HIV AIDS (Auckl) ; 9: 51-61, 2017.
Article in English | MEDLINE | ID: mdl-28424561

ABSTRACT

PURPOSE: The 144-week results of the open-label, multicenter Atazanavir/Ritonavir Induction with Epzicom Study (ARIES) were stratified by gender to compare treatment responses. METHODS: A total of 369 HIV-infected, antiretroviral-naïve subjects receiving once-daily abacavir/lamivudine + atazanavir/ritonavir (ATV/r) whose HIV-1 RNA was <50 copies/mL by week 30 were randomized 1:1 at week 36 to maintain or discontinue ritonavir for 108 subsequent weeks. Between- and within-treatment gender-related efficacy and safety differences were analyzed. RESULTS: Subjects were 85% male; 64% white; and had a mean age of 39 years, baseline median HIV-1 RNA of 114,815 copies/mL, and median CD4+ cell count of 198 cells/mm3. Gender (ATV [n=189]: 29 females/160 males; ATV/r [n=180]: 25 females/155 males) and most other demographics were similar between groups; more females than males were black (65% vs 25%) and fewer females had baseline HIV-1 RNA ≥100,000 copies/mL (41% vs 58%).

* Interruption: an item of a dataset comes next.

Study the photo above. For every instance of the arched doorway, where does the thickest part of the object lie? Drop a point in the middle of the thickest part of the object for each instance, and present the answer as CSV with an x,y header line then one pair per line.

At week 144, no significant differences between genders were observed in proportion maintaining HIV-1 RNA <50 copies/mL (ATV, 79% vs 77%; ATV/r, 60% vs 75%) or <400 copies/mL (ATV, 83% vs 84%; ATV/r, 68% vs 82%) (intent-to-treat-exposed: time to loss of virologic response analysis); median CD4+ change from baseline (ATV, +365 vs +300 cells/mm3; ATV/r, +344 vs +301 cells/mm3); proportion with treatment-related grade 2-4 adverse events (baseline to week 144: ATV, 41% vs 31%; ATV/r, 36% vs 43%; weeks 36 to 144: ATV, 14% vs 13%; ATV/r, 24% vs 23%); or proportion developing fasting lipid changes. Female and male virologic failure rates (ATV, 0 vs 5; ATV/r, 2 vs 4) and proportions completing the study were similar during the extension phase. Primary withdrawal reasons were loss to follow-up and pregnancy for females and loss to follow-up and other for males. CONCLUSION: Over 144 weeks, no significant gender differences were observed in efficacy, safety, or fasting lipid changes with abacavir/lamivudine +ATV or abacavir/lamivudine +ATV/r.